Il rappelle le processus de désignation des sénateurs : discussions familiales, présentation d’un candidat par le clan pour l’aire coutumière et présentation par la chefferie au conseil coutumier, puis représentation tournante. Des femmes peuvent donc être désignées, mais cela doit venir de la base. « Une fois que c’est dans le conseil coutumier, on ne peut rien dire. »

Le Sénat a proposé en septembre dernier de faire évoluer le mode de désignation des présidents d’aire et des sénateurs vers un système électoral basé sur un corps de grands électeurs (chefs de clan, présidents des conseils, chefs, grands chefs) avec des candidatures approuvées par les familles, clans, tribus et districts. Ce processus serait-il plus à même de favoriser la nomination de femmes qui ne voteraient pas ?

Au sein de la société économique

Plus profonde encore est la réflexion sur la vie de la famille, en particulier dans les villes. « Désormais, pour avoir suffisamment d’argent, payer le courant, l’eau, à manger, la scolarité des enfants, les deux parents doivent travailler, ce qui a radicalement déstabilisé notre mode de vie », expose Hippolyte Sinewami-Htamumu. Conséquences : « personne à la maison, des parents fatigués le soir, une éducation qui en pâtit ».

D’après le sénateur, l’émancipation de la femme dans le monde du travail est soutenue. « Son mari et son clan l’accompagnent.
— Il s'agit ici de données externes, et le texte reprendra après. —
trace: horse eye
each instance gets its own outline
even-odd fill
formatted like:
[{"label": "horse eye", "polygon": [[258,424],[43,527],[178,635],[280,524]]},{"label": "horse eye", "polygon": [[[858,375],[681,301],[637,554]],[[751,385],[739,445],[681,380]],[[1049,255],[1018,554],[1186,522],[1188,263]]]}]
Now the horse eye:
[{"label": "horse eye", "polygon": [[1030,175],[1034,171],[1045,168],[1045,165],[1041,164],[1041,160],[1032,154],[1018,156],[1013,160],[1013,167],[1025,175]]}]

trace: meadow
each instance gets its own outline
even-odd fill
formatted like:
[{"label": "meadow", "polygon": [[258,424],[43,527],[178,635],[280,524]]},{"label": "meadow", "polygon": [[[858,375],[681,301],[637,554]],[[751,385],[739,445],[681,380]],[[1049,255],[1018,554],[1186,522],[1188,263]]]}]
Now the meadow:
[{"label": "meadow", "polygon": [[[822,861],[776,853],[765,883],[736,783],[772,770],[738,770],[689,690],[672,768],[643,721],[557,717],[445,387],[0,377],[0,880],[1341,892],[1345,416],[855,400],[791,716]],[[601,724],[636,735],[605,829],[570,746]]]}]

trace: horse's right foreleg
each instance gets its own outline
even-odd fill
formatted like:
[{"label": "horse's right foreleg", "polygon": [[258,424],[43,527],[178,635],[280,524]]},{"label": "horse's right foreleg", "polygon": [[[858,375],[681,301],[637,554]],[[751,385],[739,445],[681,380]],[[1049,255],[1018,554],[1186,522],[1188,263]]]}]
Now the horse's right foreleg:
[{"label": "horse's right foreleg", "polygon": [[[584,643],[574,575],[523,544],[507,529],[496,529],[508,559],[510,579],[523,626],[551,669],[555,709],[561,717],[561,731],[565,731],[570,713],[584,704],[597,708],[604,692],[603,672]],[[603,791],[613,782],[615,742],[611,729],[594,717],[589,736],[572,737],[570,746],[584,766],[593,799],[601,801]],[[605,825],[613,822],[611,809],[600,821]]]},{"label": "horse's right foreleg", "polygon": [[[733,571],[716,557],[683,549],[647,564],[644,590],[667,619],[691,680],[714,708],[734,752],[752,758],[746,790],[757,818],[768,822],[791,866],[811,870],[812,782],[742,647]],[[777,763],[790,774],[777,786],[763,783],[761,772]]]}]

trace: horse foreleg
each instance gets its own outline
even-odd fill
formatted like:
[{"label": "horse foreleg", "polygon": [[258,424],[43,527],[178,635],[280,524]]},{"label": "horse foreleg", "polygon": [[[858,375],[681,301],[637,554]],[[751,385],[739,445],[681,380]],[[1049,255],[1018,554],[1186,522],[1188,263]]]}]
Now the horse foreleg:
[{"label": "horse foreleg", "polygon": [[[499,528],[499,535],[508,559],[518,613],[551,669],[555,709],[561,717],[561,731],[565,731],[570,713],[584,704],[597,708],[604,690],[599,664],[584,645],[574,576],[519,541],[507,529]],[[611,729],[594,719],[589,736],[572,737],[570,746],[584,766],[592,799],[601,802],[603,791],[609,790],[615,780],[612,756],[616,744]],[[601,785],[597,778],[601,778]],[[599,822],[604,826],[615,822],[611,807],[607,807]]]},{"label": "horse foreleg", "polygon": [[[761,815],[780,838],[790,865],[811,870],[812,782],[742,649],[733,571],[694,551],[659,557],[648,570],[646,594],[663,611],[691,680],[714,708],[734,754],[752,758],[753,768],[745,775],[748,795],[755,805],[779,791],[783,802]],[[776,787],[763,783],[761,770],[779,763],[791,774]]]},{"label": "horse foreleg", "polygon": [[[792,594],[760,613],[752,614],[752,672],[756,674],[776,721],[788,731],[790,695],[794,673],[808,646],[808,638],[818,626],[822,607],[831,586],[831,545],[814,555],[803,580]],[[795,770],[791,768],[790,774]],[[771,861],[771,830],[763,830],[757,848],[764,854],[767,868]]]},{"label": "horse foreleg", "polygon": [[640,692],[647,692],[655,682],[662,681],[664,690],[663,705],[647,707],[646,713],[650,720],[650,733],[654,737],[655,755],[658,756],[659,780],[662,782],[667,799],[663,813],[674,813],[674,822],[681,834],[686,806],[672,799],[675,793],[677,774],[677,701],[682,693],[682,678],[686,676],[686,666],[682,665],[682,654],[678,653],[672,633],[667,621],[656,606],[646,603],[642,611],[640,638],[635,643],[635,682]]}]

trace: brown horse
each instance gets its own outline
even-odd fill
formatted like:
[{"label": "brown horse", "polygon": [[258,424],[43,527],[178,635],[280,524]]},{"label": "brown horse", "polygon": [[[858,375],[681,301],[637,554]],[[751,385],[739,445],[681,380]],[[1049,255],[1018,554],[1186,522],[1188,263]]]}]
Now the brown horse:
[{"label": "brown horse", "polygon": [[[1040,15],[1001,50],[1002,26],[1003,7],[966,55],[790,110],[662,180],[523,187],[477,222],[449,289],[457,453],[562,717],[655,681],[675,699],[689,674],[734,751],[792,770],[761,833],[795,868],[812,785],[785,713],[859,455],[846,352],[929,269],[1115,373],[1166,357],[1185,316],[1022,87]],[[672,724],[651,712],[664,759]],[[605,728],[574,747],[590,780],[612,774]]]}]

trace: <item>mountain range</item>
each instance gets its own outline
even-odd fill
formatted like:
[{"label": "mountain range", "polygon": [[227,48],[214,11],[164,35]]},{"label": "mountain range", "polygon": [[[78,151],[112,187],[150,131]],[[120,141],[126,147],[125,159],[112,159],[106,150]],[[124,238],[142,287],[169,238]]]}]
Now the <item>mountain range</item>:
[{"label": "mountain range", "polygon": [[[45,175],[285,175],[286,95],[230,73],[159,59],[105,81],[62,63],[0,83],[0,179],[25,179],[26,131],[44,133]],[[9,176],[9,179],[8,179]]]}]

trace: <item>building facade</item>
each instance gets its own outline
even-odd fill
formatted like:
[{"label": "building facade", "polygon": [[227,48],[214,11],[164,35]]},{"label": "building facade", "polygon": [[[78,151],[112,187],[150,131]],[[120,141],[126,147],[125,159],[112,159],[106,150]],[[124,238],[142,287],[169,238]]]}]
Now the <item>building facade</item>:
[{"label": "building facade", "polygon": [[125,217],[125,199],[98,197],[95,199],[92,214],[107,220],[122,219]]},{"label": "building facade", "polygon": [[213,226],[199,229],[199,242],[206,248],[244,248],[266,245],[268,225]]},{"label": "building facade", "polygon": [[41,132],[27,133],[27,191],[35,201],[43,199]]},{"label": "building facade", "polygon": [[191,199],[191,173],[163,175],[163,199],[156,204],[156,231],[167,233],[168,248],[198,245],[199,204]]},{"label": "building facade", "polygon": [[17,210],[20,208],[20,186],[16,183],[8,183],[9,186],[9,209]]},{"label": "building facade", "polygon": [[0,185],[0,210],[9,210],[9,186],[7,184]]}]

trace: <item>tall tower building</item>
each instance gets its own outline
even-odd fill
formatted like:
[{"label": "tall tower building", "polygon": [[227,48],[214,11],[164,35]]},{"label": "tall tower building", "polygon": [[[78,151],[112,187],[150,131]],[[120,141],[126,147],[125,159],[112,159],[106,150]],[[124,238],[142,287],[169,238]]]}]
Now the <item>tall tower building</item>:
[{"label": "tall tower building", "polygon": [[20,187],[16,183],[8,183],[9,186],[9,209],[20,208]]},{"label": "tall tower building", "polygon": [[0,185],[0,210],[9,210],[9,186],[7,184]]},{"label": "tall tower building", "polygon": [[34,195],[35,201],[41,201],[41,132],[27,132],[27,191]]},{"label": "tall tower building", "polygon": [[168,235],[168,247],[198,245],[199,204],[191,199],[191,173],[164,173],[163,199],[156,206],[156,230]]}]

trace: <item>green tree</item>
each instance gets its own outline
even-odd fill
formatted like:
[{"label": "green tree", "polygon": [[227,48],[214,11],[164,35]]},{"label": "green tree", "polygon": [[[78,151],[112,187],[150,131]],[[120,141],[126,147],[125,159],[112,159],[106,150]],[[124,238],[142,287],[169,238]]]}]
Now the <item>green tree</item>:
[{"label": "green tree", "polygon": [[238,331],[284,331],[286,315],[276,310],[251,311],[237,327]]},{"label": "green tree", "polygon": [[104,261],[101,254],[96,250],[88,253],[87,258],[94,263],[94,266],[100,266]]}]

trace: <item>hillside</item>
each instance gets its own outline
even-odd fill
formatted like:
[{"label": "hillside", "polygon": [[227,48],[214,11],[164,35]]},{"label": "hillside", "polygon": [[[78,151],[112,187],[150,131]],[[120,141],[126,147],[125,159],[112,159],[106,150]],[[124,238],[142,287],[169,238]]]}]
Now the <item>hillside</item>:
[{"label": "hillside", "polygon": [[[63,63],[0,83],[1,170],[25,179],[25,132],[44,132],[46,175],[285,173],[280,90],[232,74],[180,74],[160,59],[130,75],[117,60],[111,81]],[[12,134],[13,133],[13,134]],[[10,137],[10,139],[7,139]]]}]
C’est une fierté quand quelqu’un réussit. » Mais plusieurs questions se posent. « On a pris la responsabilité d’accompagner nos femmes dans le monde du travail, et pourquoi celui-ci ne favorise-t-il pas les femmes ? Pourquoi il y a des écarts de salaire ? On retourne la question ! » Idem pour la jeunesse formée à l’extérieur qui « ne trouve pas de travail ».

Pour lutter contre ce « déséquilibre » au sein des familles, le sénateur a émis une idée : le travail pour l’un des parents – l’homme ou la femme –, la maison et les enfants pour l’autre avec un « petit revenu ». Des pensées « décoloniales » et non pas indépendantistes. « Vous nous avez amenés un système. Et on a ce constat : voilà ce qu’on faisait, voilà ce qu’on a perdu. » La volonté est d’« interpeller pour que l’on puisse revenir à l’essentiel » et, sur ce sujet également, la réflexion « doit être portée d’en bas ».

Chloé Maingourd

Violences et gestion de la libération de la parole

La coutume condamne fermement toutes les violences faites aux femmes. « Elles sont divinités, sources de vie : pourquoi on va aller les violenter ? », interroge le sénateur Sinewami. Il explique qu’avec la libération de la parole, les chefferies doivent s’adapter. « D’un coup, on a toutes ces informations que l’on n’avait pas. Il faut apprendre à canaliser tout cela parce que c’est la souffrance qui se révèle et nous on est là pour les accompagner. Ce sont nos familles, des personnes avec qui on travaille. C’est aussi cela la complexité. » L’une des difficultés est l’éloignement ou non du conjoint violent avec la coexistence des deux droits.